O silêncio é, muitas vezes, muitíssimo mais gritante que os palavrões irritados, que os gritos incontidos, que a fúria arremessada sobre o outro.
O silêncio cala as dores, mas as faz rasgarem o íntimo. Talvez esse chegar-se, em extremo, ao fundo do poço, talvez esse silêncio suicida, seja exatamente o que nos faça acordar, outra vez, para a vida.
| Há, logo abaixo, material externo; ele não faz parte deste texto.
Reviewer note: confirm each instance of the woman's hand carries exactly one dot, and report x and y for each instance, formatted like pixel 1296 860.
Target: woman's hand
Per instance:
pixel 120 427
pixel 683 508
Incomoda, portanto, a vazia balbúrdia de quem não se respeita – e se lança às palavras sem a trégua da reflexão, sem qualquer noção do ser. Do fazer. Do realizar e produzir. Do somar.
Linhas e parágrafos enormes para dizer que não há inspiração, que não se sabe sobre o que escrever, que o filho ao lado brinca com a caneta ou a mulher chama para jantar…
Quero muito mais do verbo – quero a verve solta, breve, mas consistente, ácida às vezes. Quero quintanear pela vida, caetanear… Quero os dizeres sem tempo, escreveres sem espaços – e não as tais insanas mediocridades que a inspiração limita.
Escrever, em verdade, não é um hobby, um passar de tempo. É a responsabilidade dos valores, culturas, identidades e riquezas artísticas passeando ágeis, pelas pontas dos dedos – assumindo contextos, refletindo, colorindo temas e conexões de vida.
Há que se ter o que dizer, sublinha sempre Moacyr Scliar – que o escrever é catártica viagem ao centro de nós mesmos. No caminho de volta, o registro desse momento é a garantia de que o que enriquece, mesmo, é essa doce partilha.